Natürlich auch der Sprung aus dem Fenster oder beziehungsweise vom Dach herunter, dreieinhalb Meter. Ich bin unsportlich, unsportlicher geht’s bald gar nicht mehr. Aber ich kam unten an, ohne weitere Verletzungen.
Da reicht mir nicht: „Glück gehabt” oder „Schwein gehabt” oder so. Das reicht nicht.
Heute feiert er seinen 70. Geburtstag. Das Überleben des Zugunglücks hat seinen gesamten Lebensweg neu ausgerichtet. Aus Dankbarkeit wollte er von da an, für Menschen in ganz großen Nöten da sein.
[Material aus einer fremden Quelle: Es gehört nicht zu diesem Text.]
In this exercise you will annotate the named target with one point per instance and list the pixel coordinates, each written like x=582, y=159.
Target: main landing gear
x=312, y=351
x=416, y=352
Als Seelsorger kümmert er sich seitdem um alle, die sich ganz unten fühlen. Ich bin in diesem Monat Jesus begegnet. Und diese Begegnung hat angehalten, hat Frucht gebracht, hat bis heute durchgehalten.
Das alles ist geschehen, damit ich jetzt für dich, der du jetzt bei mir bist, da sein kann um dir durch mein Eingehen auf dich, Jesus zu vermitteln. Nicht im Sinne einer Predigt, sondern indem ich mit dir in die Tiefen deines Lebens hinabsteige.